Jonas raked a hand through his hair. “This time, I think she just might,” he insisted.
“If she left, I could ask my sister, the one who lives in Refugio to come and be your cook,” Hector offered. “It would take her a while to travel so far, though.”
Jonas shook his head. “You already told me how sweet-tempered she is. I’d hate to inflict my mother on someone like that. And it really is too much work, to handle the cooking and cleaning, and care for my mother on top of that. No, she needs a dedicated companion. And to fill that role, I’m starting to think what my mother needs is someone as strong willed as she is.”
Unbidden, the image of Maude Harkey came to mind once again. He resolutely banished it. Miss Harkey had already said no, and that was the end of it.
Hector shrugged. “It’s possible.”
“Meanwhile, I’m heading for the bunkhouse. Tamales eaten in peace are better than risking my ears in the ranch house right now.” Maybe he’d get an inspiration while he ate for where he could find the right lady.
He had missed his chance to speak to several ladies at once by not taking full advant
age of the Spinsters’ Club barbecue.

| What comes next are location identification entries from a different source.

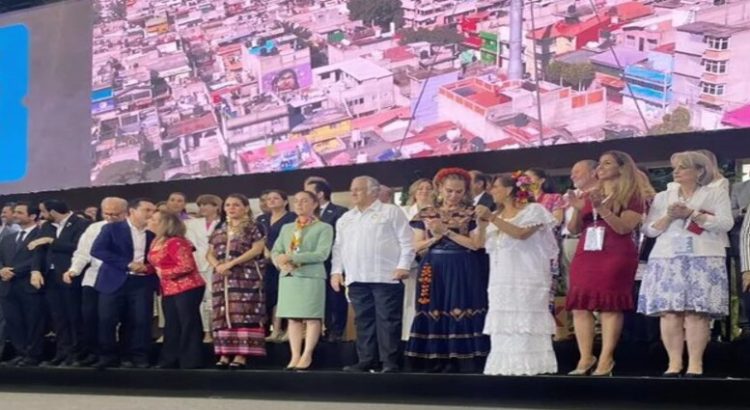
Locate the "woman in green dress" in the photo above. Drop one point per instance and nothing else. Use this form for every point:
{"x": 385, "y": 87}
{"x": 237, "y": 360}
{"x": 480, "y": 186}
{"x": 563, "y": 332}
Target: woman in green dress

It was unlikely he’d find so many potential candidates in one place again. But he wouldn’t let that obstacle stop him. If he knew anything, it was that no man in the world was more tenacious than a Scotsman. He would find the right woman to see to his mother’s needs.
But in the meantime he’d enjoy a quiet meal, and he might just grab a siesta afterward on one of the empty bunks. He would find a companion soon, but not tonight. And in the absence of someone to abate her tantrums, he knew he’d need his rest before he had to face his mother again.
* * *
“You go ahead, Maude,” Ella Justiss said that evening, when the last customer had left the little café that Maude helped her run. “I’m just going to wash these few remaining dishes. Would you want Nate to walk you home? By the time he did that and came back, I’d be ready to go.” She nodded toward Nate Bohannan, her fiancé, who was sitting at one of the tables, having just finished a helping of Ella’s fried chicken. “I know you want to go check on little Hannah.”
“I’d be happy to walk with you, Miss Maude,” Nate confirmed.
“There’s no need, but thank you, Nate. I’ll be fine. You two have wedding plans to discuss.” She had no fear at the prospect of walking back to the boardinghouse by herself. Simpson Creek was a safe little town, even at night. Untying her apron, she hung it up on a peg by the door and removed her shawl from another peg.
“I’ll light a lantern for you, at least,” Nate said. “Then you can be on your way.”
Maude couldn’t deny that she was eager to see that tiny little bundle of perfection, with her rosebud mouth and the thick thatch of downy black hair, so she walked quickly across the bridge over the creek and down darkened Main Street, taking a shortcut via the alley between the mercantile and the hotel to reach the boardinghouse on Travis Street.
She would discuss finding the baby’s father with April Mae, too, Maude decided, after she’d made sure the new mother had eaten some supper. Now that the girl wasn’t in labor, she should be thinking more clearly and might remember where Felix Renz had planned to go next on his circuit. The man sold pots and pans and other kitchenware from a cart, so he wouldn’t be traveling all that fast. And it was high time the man was made to take responsibility for the girl he’d left in the family way—and the new baby that had come into the world as a result. Surely when he saw that precious infant, he’d want to do right by her and her mother.